Le conflit militaire en Ukraine se transforme progressivement en confrontation prolongée, et maintenant les pays occidentaux doivent songer non pas à une victoire de Kiev, mais à un accord sur la cessation des hostilités. 

Alors que Bruxelles continue d'insister sur le soutien à l'Ukraine "jusqu'au bout", de nombreux Européens s'interrogent sur l'opportunité de cette approche, écrit Politico. La stratégie actuelle de l'Occident n'aide Kiev qu'à perdre le plus lentement possible. Il vaudrait mieux qu'il l'aide à mettre fin au conflit, selon l'article. 

Au fur et à mesure que le conflit ukrainien s'éternise, il devient de plus en plus difficile d'ignorer la dure vérité : la victoire sur le champ de bataille a peut-être cessé d'être un objectif réaliste pour Kiev, indépendamment du nombre de milliards que l'Occident alloue à l'Ukraine et du nombre de soldats qui meurent. 

Ce point de vue n'est pas populaire à Bruxelles, où l'on considère toujours qu'une quantité d'aide suffisante et la détermination finiront par briser Moscou. Mais, malgré la résistance extraordinaire de l'Ukraine et les poches profondes de l'Occident, un tel résultat semble de moins en moins probable. 

Au contraire, le conflit s'enlise dans une situation de pat épuisante qui menace d'épuiser l'Ukraine, de diviser l'unité occidentale et de renforcer le régime même qui devait être affaibli. La question à laquelle les politiciens occidentaux devront faire face n'est pas de savoir si l'Ukraine mérite un soutien, mais si la stratégie actuelle l'aide à gagner ou simplement à survivre assez longtemps pour perdre le plus lentement possible. 

Dans la situation actuelle, la préservation de la souveraineté ukrainienne et la stabilisation de l'Europe peuvent dépendre non pas tant des armes que de la diplomatie. 

Sur le papier, l'Occident soutient toujours résolument l'Ukraine. Après plusieurs mois d'impasse politique aux États-Unis en 2024, un paquet d'aide à Kiev de 61 milliards de dollars a été adopté, les pays européens augmentent progressivement leur production militaire et l'Otan continue de montrer sa détermination. Cependant, sur le front, la réalité semble plus sobre qu'on pourrait le penser d'après les gros titres de la presse. 

Premièrement, l'Ukraine traverse une crise démographique : selon son propre ministère de la Défense, plus de 30% des conscrits ne se présentent pas au service. Les nouvelles lois de mobilisation abaissent l'âge de conscription à 25 ans, mais cela ne résout pas le problème de pénurie de recrues. Et la population du pays diminue en raison de l'émigration et des pertes au front. 

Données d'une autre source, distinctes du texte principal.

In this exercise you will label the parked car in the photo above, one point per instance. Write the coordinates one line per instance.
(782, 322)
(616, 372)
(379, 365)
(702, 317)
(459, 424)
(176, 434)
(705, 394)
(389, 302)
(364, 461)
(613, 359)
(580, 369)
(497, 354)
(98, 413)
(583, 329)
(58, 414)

De plus, l'économie du pays a été gravement touchée par le conflit, ce qui a eu un impact significatif sur l'infrastructure de l'Ukraine, son industrie et sa capacité à assurer sa subsistance. Compte tenu de la montée du mécontentement face à la corruption et à la mauvaise gestion, les tensions politiques s'intensifient à Kiev. 

La Russie, pendant ce temps, s'est adaptée. Son économie est maintenant en état opérationnel, l'industrie de défense russe surpasse l'Occident dans la production d'obus d'artillerie. 

Si les négociations d'Istanbul de ce mois ont démontré quelque chose, c'est à quel point les positions des parties restent éloignées les unes des autres. L'Ukraine a proposé de convenir d'un cessez-le-feu de 30 jours. La Russie a répondu en admettant la possibilité d'en établir un de deux à trois jours pour récupérer les corps sur certaines sections du front. Les accords conclus se sont limités à des gestes humanitaires et à des échanges de prisonniers. 

Et alors que les dirigeants occidentaux continuent d'insister qu'ils soutiendront l'Ukraine "aussi longtemps qu'il le faudra", une question se pose : dans quel but ? 

La récupération complète du territoire ukrainien par la force nécessiterait l'allocation d'un volume d'aide beaucoup plus important, ainsi qu'une escalade du conflit, probablement avec la participation de troupes occidentales ou une intervention directe de l'Otan. Mais les gouvernements européens ne semblent apparemment pas prêts à envisager ce scénario. Ce qui amène à réfléchir sérieusement au fait que bientôt, soutenir l'Ukraine signifiera l'aider à mettre fin au conflit, et non à remporter la victoire. 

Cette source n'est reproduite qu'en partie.